Долорес не присутствовала при беседе миссис Уэндерли с назначенным вести расследование старшим инспектором лондонской полиции Слоттером, но та при встрече с ней позже не стала скрывать, что муж строил далеко идущие планы, вот только в бизнесе его и раньше случались неудачи, и очередной срыв мог действительно переполнить чашу его небезграничного терпения.
– Честолюбия у него было хоть отбавляй, – прокомментировал Алекс. – Смириться с неудачей такому человеку гораздо труднее, чем любому другому, лишённому болезненного самолюбия. А какой врач осматривал тело Эдвина?
– Кто-то из местных, потому что прибыл он минут через двадцать, – ответила Долорес. – Потом уже, по моей просьбе, он осмотрел миссис Уэндерли, которая очнулась после обморока, но вынужденная принять участие в опознании, чувствовала себя после этого не очень хорошо. Впрочем, никаких проблем с лёгкими у неё он не обнаружил.
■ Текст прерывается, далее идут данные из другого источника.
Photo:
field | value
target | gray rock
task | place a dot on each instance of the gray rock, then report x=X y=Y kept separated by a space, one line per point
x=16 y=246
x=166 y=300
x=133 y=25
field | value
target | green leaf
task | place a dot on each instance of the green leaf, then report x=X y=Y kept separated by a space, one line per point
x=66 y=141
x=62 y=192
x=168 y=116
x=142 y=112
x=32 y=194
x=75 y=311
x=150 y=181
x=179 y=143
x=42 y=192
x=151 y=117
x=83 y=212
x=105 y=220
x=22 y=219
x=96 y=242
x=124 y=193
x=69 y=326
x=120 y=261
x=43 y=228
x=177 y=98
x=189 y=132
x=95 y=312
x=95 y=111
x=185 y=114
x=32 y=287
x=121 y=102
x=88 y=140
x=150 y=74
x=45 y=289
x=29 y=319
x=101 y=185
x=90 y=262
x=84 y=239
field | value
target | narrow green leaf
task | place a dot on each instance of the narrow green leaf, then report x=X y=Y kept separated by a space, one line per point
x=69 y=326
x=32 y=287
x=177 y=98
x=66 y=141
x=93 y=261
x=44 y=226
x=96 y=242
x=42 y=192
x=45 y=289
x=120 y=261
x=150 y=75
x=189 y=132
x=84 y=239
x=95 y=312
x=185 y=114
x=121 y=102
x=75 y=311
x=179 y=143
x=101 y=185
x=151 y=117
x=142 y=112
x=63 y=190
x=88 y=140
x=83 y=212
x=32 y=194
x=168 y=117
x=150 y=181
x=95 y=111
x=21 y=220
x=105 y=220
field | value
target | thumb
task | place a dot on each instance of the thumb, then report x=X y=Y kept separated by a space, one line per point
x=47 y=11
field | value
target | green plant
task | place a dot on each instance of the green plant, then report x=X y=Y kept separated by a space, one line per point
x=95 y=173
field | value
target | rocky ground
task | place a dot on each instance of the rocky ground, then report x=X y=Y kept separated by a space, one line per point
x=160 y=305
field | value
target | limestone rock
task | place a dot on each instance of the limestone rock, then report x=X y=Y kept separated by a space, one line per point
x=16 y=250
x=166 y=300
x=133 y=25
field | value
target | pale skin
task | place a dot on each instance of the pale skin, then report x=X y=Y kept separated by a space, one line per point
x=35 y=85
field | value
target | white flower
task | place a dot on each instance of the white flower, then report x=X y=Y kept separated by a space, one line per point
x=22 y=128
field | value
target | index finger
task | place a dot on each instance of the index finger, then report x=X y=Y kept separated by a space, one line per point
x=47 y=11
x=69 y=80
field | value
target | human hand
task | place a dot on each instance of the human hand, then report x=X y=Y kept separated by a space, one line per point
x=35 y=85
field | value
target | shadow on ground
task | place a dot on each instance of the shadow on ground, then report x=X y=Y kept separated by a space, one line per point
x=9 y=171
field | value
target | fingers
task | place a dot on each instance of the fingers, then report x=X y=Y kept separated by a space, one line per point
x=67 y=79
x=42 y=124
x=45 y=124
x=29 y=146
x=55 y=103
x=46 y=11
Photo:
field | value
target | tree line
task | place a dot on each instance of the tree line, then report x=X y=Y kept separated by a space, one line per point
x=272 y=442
И вообще сказал мне, что Дора – особа мнительная и что она находится под чьим-то сильным влиянием, поэтому ему не удалось ни в чём её переубедить.
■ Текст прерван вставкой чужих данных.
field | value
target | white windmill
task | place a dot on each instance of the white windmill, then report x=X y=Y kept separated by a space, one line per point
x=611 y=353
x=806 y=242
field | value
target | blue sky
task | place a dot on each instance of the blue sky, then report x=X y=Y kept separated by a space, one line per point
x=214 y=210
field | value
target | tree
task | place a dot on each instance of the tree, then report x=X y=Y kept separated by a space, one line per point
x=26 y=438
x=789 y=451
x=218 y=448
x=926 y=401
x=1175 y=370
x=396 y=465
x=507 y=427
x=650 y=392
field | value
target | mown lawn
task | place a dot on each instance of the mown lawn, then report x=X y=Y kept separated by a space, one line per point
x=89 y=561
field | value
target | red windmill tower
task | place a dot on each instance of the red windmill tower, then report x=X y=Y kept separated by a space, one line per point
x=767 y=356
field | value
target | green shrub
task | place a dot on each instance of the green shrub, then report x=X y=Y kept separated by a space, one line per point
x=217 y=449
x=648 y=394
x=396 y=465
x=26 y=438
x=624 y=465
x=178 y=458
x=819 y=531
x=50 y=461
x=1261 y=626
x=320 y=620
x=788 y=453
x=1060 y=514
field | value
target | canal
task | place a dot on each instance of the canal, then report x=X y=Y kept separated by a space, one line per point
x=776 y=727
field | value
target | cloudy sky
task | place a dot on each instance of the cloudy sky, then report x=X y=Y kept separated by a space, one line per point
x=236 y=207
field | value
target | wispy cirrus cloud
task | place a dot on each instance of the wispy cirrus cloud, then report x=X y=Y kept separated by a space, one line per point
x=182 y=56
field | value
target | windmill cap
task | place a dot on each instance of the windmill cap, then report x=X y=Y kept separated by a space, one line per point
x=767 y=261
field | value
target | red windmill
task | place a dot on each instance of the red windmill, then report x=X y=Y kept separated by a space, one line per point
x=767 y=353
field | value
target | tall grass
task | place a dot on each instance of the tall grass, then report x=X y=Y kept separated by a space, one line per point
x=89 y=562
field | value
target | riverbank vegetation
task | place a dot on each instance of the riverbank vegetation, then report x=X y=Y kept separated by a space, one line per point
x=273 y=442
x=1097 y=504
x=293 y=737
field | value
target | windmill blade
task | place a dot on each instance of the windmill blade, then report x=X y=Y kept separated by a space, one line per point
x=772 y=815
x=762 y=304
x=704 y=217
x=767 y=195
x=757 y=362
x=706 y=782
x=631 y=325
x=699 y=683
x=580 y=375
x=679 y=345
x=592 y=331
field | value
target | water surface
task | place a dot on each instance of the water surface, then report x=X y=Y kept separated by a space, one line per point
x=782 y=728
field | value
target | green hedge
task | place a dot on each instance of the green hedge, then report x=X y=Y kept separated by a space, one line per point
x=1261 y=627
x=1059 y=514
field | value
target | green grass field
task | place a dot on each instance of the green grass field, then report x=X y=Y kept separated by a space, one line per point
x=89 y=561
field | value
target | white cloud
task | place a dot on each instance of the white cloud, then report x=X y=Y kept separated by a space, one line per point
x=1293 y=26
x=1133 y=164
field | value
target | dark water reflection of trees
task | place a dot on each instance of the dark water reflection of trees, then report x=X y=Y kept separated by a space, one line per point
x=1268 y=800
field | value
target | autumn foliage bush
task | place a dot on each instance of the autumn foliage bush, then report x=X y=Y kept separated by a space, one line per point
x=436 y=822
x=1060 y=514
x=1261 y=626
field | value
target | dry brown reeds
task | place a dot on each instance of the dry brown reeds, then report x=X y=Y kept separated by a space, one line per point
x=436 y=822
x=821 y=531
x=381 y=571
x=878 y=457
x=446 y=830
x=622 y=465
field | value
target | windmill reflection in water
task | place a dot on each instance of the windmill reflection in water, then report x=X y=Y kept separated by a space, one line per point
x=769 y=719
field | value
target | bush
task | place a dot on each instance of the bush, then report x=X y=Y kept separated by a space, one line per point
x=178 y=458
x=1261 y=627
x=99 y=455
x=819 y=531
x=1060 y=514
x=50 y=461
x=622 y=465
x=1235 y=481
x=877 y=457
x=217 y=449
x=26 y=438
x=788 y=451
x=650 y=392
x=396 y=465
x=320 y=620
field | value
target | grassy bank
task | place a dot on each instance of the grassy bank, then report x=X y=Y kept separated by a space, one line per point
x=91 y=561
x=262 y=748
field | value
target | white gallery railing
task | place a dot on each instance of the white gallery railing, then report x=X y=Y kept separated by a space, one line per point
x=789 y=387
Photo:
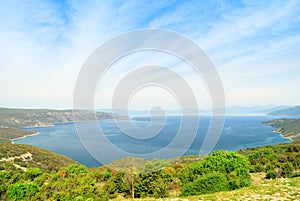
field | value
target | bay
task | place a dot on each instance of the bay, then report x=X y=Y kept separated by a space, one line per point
x=239 y=132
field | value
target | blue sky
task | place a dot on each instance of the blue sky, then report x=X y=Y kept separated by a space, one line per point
x=255 y=46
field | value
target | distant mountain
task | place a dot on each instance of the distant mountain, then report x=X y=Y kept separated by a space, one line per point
x=288 y=111
x=265 y=109
x=20 y=156
x=231 y=110
x=18 y=118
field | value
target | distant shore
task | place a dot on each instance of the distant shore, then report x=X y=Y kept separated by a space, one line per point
x=19 y=138
x=282 y=135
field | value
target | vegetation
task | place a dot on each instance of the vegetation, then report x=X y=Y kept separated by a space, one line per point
x=7 y=134
x=22 y=157
x=19 y=118
x=12 y=120
x=219 y=171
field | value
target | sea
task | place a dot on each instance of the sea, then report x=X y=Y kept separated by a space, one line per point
x=239 y=132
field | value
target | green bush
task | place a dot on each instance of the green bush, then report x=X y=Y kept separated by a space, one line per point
x=286 y=170
x=76 y=169
x=209 y=183
x=236 y=167
x=21 y=191
x=32 y=173
x=152 y=184
x=263 y=156
x=271 y=174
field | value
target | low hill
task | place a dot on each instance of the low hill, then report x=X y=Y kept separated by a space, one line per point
x=19 y=118
x=19 y=156
x=11 y=120
x=8 y=134
x=287 y=127
x=288 y=111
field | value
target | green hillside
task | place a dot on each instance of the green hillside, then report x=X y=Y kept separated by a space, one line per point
x=287 y=127
x=289 y=111
x=11 y=120
x=8 y=134
x=18 y=118
x=19 y=156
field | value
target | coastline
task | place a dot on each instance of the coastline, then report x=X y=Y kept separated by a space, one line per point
x=12 y=140
x=280 y=133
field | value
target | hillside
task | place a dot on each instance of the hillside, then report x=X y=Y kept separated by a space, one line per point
x=8 y=134
x=287 y=127
x=18 y=118
x=11 y=120
x=260 y=189
x=288 y=111
x=19 y=156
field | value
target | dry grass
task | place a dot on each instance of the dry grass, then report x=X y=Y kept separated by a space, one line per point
x=260 y=189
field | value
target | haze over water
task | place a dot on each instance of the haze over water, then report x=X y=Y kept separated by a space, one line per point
x=239 y=132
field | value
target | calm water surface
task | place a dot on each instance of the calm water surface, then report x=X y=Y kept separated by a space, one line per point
x=239 y=132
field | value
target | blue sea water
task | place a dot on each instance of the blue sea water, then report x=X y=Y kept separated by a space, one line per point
x=239 y=132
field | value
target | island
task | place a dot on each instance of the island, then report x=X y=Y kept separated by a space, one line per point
x=13 y=120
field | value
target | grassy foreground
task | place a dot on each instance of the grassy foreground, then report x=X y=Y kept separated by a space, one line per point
x=260 y=189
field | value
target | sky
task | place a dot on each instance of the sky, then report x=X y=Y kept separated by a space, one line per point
x=255 y=46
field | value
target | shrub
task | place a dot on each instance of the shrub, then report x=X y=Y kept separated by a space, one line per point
x=293 y=148
x=286 y=170
x=76 y=169
x=209 y=183
x=21 y=191
x=152 y=184
x=32 y=173
x=223 y=162
x=263 y=156
x=271 y=174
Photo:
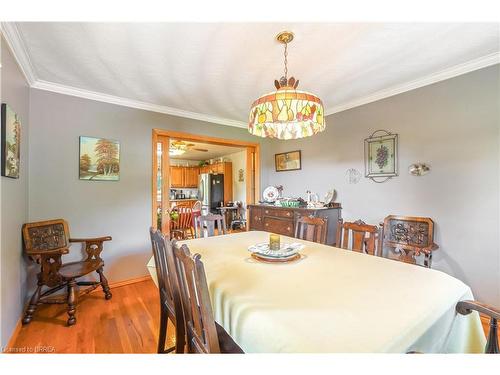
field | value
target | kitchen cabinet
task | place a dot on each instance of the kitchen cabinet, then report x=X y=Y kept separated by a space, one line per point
x=282 y=220
x=176 y=177
x=225 y=168
x=191 y=177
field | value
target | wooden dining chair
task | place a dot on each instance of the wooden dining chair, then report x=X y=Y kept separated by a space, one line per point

– Интересное заключение врача, – принялся размышлять вслух Алекс. – То, что вы мне сообщили о характере Доры, наводит на мысль, что не Дора заставила Эдвина жениться на себе, как поступают охотницы за деньгами, а Эдвин взял и покорил её, причём без особого сопротивления с её стороны. Но отнюдь не он являлся причиной её страхов, ибо с его смертью проблем у Доры только прибавилось. Что-то вы переменились в лице, мисс, это из-за моих слов?
– Нет, совсем нет. Я вспомнила, что врач, выйдя из комнаты Доры, был чем-то смущён. Кажется, он сказал: «Не вижу ничего страшного, насколько мне дали увидеть». Он сделал при этом акцент на слове «дали».
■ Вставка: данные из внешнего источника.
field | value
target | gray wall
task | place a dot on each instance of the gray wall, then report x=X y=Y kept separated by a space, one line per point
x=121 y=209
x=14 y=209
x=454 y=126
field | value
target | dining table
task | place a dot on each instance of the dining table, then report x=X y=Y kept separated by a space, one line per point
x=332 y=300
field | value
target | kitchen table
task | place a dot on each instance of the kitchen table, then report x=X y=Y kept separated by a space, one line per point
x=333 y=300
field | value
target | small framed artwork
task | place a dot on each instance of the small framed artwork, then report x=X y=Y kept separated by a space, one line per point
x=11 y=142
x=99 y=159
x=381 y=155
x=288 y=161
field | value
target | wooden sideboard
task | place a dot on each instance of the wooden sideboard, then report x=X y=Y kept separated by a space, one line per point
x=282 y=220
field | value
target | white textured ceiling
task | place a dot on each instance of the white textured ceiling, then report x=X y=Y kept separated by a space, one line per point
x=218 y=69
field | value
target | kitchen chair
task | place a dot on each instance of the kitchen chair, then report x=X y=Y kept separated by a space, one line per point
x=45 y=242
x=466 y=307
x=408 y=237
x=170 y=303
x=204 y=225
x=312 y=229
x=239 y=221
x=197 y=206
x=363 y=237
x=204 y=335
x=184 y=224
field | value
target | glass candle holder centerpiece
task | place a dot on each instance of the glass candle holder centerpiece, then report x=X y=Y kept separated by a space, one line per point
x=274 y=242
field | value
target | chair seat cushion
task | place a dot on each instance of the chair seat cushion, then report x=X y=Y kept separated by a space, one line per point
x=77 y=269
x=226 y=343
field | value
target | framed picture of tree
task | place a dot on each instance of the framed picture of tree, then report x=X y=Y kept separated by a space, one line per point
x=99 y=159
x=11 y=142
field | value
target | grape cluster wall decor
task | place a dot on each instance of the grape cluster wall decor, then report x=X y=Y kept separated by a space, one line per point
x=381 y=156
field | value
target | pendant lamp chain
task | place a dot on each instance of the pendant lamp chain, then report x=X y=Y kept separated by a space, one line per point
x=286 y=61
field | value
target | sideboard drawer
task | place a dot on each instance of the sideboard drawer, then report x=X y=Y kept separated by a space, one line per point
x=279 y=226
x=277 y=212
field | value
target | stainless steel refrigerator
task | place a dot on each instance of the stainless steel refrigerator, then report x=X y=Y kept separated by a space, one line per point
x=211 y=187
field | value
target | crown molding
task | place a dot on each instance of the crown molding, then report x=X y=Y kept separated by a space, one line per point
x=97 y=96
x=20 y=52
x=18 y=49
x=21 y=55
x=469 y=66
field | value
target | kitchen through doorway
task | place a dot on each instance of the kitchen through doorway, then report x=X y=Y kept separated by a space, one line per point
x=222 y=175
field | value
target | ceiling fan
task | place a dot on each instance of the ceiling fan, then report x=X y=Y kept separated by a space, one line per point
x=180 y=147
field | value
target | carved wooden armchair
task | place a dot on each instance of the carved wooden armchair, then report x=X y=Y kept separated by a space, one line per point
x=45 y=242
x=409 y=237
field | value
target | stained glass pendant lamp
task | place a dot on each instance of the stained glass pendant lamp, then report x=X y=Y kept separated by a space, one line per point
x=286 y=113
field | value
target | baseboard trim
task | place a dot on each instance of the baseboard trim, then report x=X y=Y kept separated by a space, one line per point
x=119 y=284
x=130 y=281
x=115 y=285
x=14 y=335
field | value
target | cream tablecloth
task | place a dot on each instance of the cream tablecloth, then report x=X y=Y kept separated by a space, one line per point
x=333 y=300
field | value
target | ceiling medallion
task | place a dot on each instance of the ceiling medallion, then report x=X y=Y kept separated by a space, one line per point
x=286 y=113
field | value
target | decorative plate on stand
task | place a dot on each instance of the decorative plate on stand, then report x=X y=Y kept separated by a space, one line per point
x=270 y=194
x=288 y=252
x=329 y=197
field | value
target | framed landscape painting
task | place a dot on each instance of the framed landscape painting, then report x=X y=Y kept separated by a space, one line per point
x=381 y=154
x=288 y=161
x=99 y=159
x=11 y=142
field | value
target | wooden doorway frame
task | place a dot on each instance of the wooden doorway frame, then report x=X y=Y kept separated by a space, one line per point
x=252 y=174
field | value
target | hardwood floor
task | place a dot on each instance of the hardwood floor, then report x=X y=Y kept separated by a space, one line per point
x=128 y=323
– Наверное, ему что-то не понравилось при осмотре Доры. Он больше ничего не сказал? Тогда нам вряд ли удастся узнать причину его «смущения» из-за врачебной тайны, которую он обязан хранить.
Долорес не смогла припомнить ни одного случая, чтобы Дора раздевалась при ней, но могла поклясться, что миссис Уэндерли никогда не хромала, что у неё прямая осанка и длинные руки, совершающие плавные движения. В ней было что-то от балерины. Что там доктору могло не понравиться, было совершенно непонятно.
Зато самой Долорес не понравилось кое-что из того, что произошло дальше, после того как врач и полицейские удалились, а труп хозяина увезли в морг, чтобы произвести вскрытие.
– Кстати, что показало вскрытие? – поинтересовался у неё Алекс.